How do you avoid turning it into a therapy session for you?
When I see comedians indulge in that, where they’re giving a life lesson talk, I want to tell them, “No one came here for this. You are there to be funny.” I want people who don’t come to comedy for emotion to be moved, but to do that I have to be very sparing in those moments and sneak the emotions in underneath. My suicide jokes have feelings underneath but they’re funny first, and that’s what you bought tickets to.
Is it the same with jokes about political and social issues?
Yes. You can lose your fan base who might be influenced by your work by harping on them too much. There’s a good comedian whose thesis in his show was “Men, we need to do better.” We don’t deserve points for being right. I don’t need to pay money and you don’t need to be lit and mic’d for an hour on that thesis.
I was in South Carolina when I said, “Brittney Griner was released from the Russian prison today” as a set-up to a joke. Some guy booed. Instead of being funny, I said, “I actually think it’s good when Americans are released from foreign prisons.”
But why do that? I was preaching. I didn’t convince that guy to challenge his notions of who he doesn’t respect because of internal biases. You can achieve things with what you say, but if funny is not at the front audiences are going to feel betrayed.

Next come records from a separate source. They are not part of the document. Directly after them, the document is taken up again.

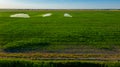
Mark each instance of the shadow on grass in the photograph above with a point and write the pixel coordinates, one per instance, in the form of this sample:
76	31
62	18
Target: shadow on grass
24	46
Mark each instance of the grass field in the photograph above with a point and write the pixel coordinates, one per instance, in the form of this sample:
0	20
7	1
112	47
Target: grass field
55	63
98	30
40	41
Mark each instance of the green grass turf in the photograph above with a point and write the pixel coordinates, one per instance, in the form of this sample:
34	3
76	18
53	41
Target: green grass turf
98	29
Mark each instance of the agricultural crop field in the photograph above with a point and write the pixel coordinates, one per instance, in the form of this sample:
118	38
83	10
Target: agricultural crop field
87	34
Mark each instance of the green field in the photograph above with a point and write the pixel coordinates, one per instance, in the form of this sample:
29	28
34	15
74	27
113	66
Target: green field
91	38
55	63
98	30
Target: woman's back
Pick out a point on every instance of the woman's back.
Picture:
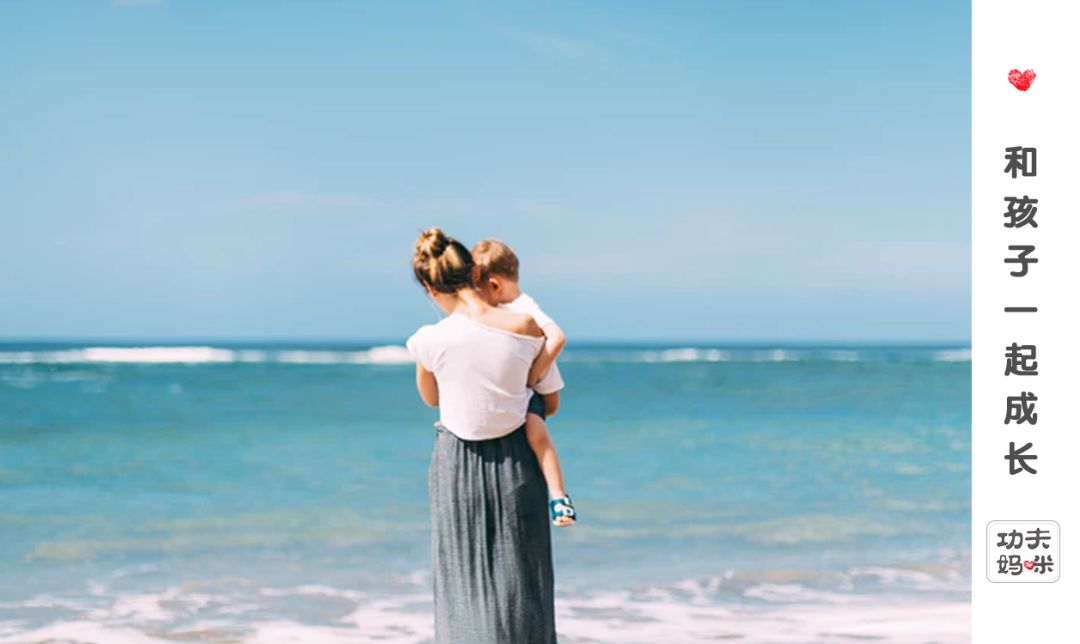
(481, 369)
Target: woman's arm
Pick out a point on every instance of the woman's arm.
(427, 385)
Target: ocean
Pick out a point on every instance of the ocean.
(278, 493)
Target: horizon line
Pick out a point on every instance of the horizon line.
(189, 340)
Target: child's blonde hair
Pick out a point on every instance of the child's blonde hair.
(495, 258)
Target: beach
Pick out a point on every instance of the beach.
(259, 492)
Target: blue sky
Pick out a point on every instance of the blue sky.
(720, 171)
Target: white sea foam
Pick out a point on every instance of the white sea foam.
(686, 354)
(769, 608)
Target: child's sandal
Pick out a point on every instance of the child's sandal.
(562, 511)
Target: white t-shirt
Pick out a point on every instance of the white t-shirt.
(482, 373)
(524, 304)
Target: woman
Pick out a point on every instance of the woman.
(494, 580)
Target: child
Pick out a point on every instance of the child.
(498, 284)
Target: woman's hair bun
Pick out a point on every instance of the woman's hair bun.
(432, 242)
(442, 262)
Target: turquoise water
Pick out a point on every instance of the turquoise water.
(217, 486)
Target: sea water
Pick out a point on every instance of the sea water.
(278, 493)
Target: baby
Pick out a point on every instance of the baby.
(498, 284)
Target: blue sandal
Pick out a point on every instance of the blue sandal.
(563, 508)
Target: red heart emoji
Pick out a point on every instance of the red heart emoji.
(1022, 80)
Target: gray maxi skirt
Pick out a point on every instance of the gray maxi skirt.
(490, 542)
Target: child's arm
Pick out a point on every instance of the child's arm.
(427, 385)
(550, 403)
(552, 347)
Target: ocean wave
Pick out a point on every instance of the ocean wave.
(383, 354)
(954, 356)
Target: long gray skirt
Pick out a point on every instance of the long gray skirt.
(490, 542)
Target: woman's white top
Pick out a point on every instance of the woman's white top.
(482, 373)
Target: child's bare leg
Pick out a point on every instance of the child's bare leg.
(536, 431)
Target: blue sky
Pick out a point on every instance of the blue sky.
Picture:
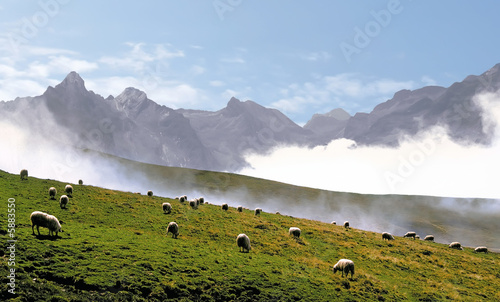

Sometimes I want to come at the joke from the bad point of view or the good point of view for the wrong reasons. I had one joke about how I ran into my old college roommate and found that they’d recently transitioned, and I was thrilled because I had forgotten their name. I like that because you wonder, “Is that a pro-trans joke?”
Were you wary of doing that bit about Israel and Gaza?
I saw people who were not speaking honestly or looking through a black-and-white lens about what was happening there, and that fueled my desire to write that. But there’s a safety in being Jewish when I make that joke so I won’t be accused of antisemitism.
I can be righteous, but the punchline has to be subversive. I’m proud of those jokes because I felt like even though I am expressing a point of view I think the joke itself supersedes it.